En mettant la vie de Vasco de Gama au centre de son ouvrage, Subrahmanyam affronte d’une manière originale la question complexe du rapport de l’Histoire à la biographie. Son livre se présente en effet comme un récit chronologique : celui des trois expéditions de l’amiral portugais, mais aussi de toutes celles qui ont eu lieu de son vivant. Un tel récit permet cependant d’amples digressions sur le contexte des événements, à échelles géographiques et temporelles variables.

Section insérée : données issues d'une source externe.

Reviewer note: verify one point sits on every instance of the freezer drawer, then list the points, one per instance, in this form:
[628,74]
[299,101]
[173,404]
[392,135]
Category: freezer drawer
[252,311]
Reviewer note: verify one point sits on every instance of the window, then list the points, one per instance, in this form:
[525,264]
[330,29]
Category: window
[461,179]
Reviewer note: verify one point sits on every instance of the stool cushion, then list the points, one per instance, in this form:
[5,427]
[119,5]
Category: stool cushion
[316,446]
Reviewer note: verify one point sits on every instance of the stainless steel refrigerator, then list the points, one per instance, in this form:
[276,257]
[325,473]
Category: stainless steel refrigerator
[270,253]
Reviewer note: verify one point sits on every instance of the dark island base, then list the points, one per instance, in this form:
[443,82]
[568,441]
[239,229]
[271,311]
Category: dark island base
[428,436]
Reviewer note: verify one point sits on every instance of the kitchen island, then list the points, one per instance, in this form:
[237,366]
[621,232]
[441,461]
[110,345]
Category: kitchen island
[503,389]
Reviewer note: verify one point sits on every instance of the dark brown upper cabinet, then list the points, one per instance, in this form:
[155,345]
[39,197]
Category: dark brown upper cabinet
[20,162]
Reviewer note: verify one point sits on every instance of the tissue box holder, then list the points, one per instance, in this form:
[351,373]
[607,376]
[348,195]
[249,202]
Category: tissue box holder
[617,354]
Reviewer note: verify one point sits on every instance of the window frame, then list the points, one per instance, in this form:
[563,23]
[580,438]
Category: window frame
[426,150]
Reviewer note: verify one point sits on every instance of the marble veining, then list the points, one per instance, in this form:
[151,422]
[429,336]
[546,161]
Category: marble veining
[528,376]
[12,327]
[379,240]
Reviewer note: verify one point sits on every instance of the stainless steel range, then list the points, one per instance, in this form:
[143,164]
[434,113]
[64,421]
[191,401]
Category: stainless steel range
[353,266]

En définitive, c’est le parcours de Vasco de Gama qui vient éclairer toute une époque, plutôt que l’inverse, dans le but de mieux comprendre le sens qu’a revêtu l’arrivée des Portugais dans l’océan Indien, aussi bien pour eux-mêmes que pour les sociétés qui les ont vus soudainement apparaître. Les sources mobilisées par l’historien sont ainsi d’origine très diverses : à côté des archives portugaises, en réalité assez peu exploitées dans leur intégralité jusqu’alors, l’auteur, fort de ses compétences linguistiques, cite et utilise des documents vénitiens, allemands, arabes, indiens, turcs…
Aussi nous fait-il entrer tant dans la complexité des réseaux marchands de Calicut et Ormuz, que dans celle des factions qui s’opposent à la cour de Lisbonne.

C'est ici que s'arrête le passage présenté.